Nelle mie pluridecennali ricerche di
microstoria racalmutese, debbo ammettere che poco ho trovato sulle figure
femminili di Racalmuto.
In controluce affiora qua e là la
condizione della donna in un aggregato
contadino cui accenna da par suo Leonardo Sciascia in Fuoco all’Anima. Il
prototipo della donna contadina è di sicuro la innominata vedova del Giorno
della civetta (pag.415 e ss. V. OPERE
vl I Bompiani). “Era bellina la vedova, castana di
capelli e nerisimi gli occhi, il volto delicato e
sereno ma nelle labbra il vagare di un sorriso malizioso. . “ E il marito contadino e “confidente”,
innamorato e premuroso.
Sciascia ci lascia una galleria di
figure femminili che al di là della
velatura letteraria sono paradigmi del diverso essere, vivere e morire nella
Racalmuto tra l’Ottocento e i tre quarti del Novecento. Vi è molto cliché. Circospetto, quasi sessuofobo,
Leonardo Sciascia non approfondisce l’argomento pur così misterioso, ambiguo,
mediterraneo. Se in generale la vicenda profonda dell’essere donna è molto
obnubilata, l’essere donna a Racalmuto, retriva e libertina al contempo,
violenta ed affettuosa, generosa e sordidamente avara, presa dall’imperiosa
corsa alla “Robba” verghiana, è subire stigmate
deformanti, inconfessabili, deturpanti.
La donna contadina e moglie di
mafiosi ha connotati palpabili ancora a
Racalmuto. Un accenno irriverente – e per noi racalmutesi umilianti – traspare
in i Vecchi e Giovani di Pirandello. La contadinotta procace costretta a recarsi
a Girgenti ove si celebra uno dei tanti processi di mafia in cui il marito o il
padre o il fratello è coinvolto e travolto ed è disponibile a concedersi per
qualche soldo, Pirandello cinicamente, con disprezzo la ritrae in una sorta di
istantanea sfocata e beffarda.
L’intimo di quella vittima della foia
maschile resta mistero: è psicologia indegna della penna di un pur immenso
scrittore. Anche da questo, da siffatto modo di fare letteratura, abbiamo, sia
pure in negativo la fotografia di quella che è stata la disumana visione nel
Sud, nell’agrigentino, in Racalmuto della condanna maschilista del vivere
muliebre.
In mancanza di attenzioni letterarie
e persino cronachistiche, quel che emerge dal vivere di una donna in una società
repressa e sessuofoba quale Racalmuto è
poca o nulla cosa. Ma qui e là, in un testamento, in un processo per faccende
ereditarie di preti non casti, tra le prurigini di preti archivisti dei libri
della anagrafe religiosa della Matrice, qualcosa traspare, persino sotto veste
di ghiottoneria.
Una figura femminile a tutto tondo è
la vedova del venticinquenne Girolamo del Carretto “occisus a servo” il 2 maggio del 1622. Non so perché
Sciascia indulga a svolazzi di irridente ed ammiccante paesanità quando nelle Parrocchie di Regalpetra di codesta Donna Beatrice, quasi fosse una
secentesca Beatrice Cenci, vuole insinuare sia pure con castissimo dire una
sorta di tresca con un servo, con un inesistente Di Vita.

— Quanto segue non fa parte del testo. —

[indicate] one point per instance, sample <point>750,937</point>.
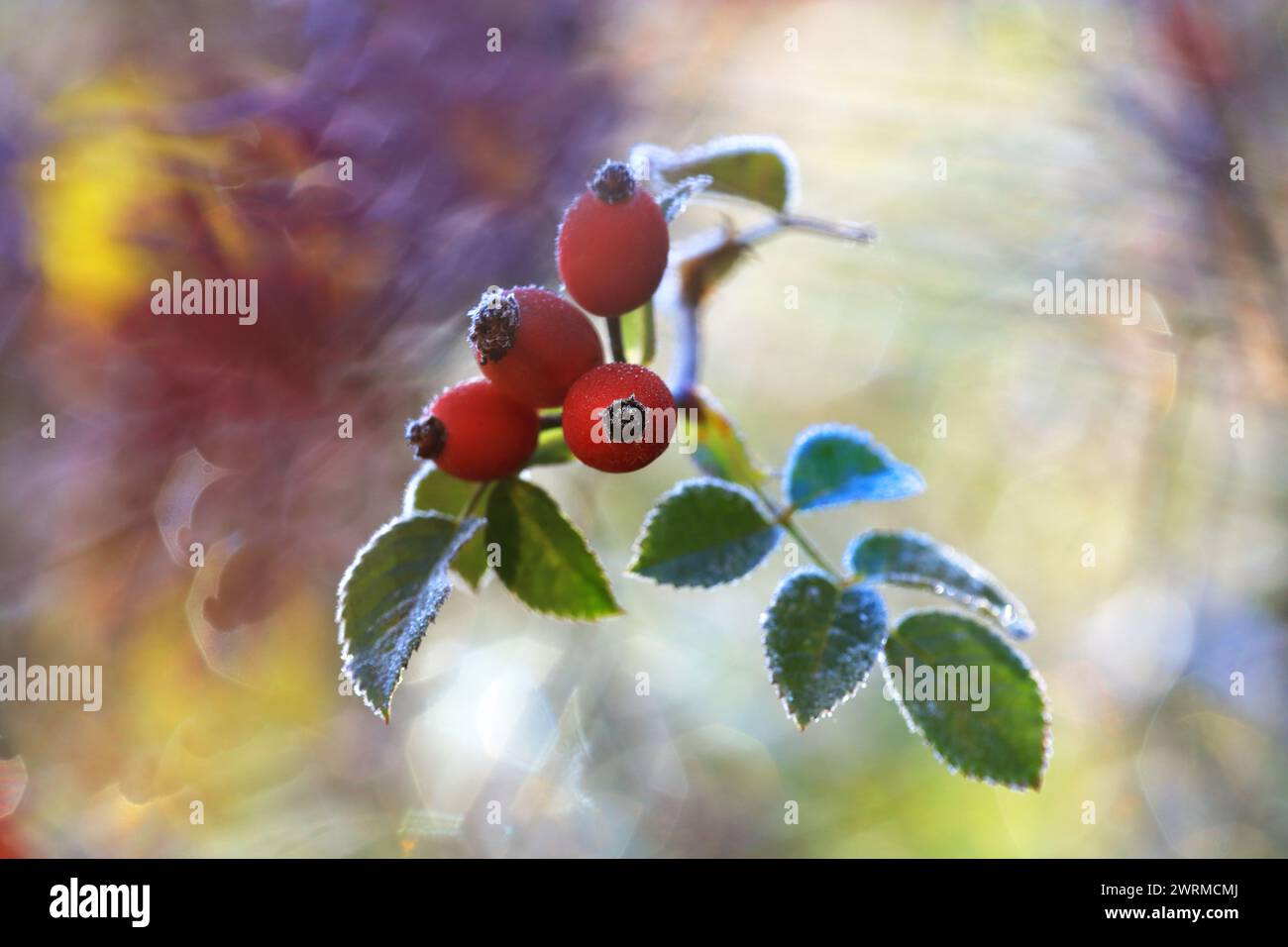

Di questa Beatrice Ventimiglia in Del
Carretto ne scrivo nel mio La Signoria Racalmutese dei del Carretto, pag. 118 e
seguenti per dovermi qui dilungare. Il mio è giudizio positivo. Donna energica,
bene ammanigliata con il cardinale Giannettino Doria
di Palermo, anche per vincoli di sangue, in tempo di peste manda cavalieri a
Palermo per dotare Racalmuto di qualche ossicino della nuova miracolosa Santa
Rosalia. Recupera la vecchia chiesetta di Santa Rosalia ove pare vi fosse un
ritratto del nostro unico grande pittore Pietro D’Asaro e nella sua veste di
Contessa di Racalmuto la dota di privilegi e di benefici
perenni.
Eppure è vittima della concezione
repressiva delle donne sia della Chiesa sia della autorità laica. Vigeva il
mondualdato: giuridicamente la donna, manco se
contessa, aveva capacità giuridica di agire: in ogni atto pubblico, neppure
negli ardui rapporti con la cancelleria palermitana per i processi di
investitura comitale, poteva redigere atti, fare testamento, stare in giudizio,
concordare il suo “pitazzo” di nozze. Doveva essere
assistita da un “mondualdo”.
E Beatrice
Ventimiglia vedova di Girolamo del Carretto sceglie il suo mondualdo; ed è il fratellastro del defunto marito, don
Vincenzo del Carretto, arciprete a mezzadria con il fratello del pittore D’Asaro della nostra Racalmuto
del terzo decennio del ‘600. Ne nasce una consuetudine così stretta che un
pruriginoso quale mi sento tinge – qui, sì – di una qualche pennellata erotica.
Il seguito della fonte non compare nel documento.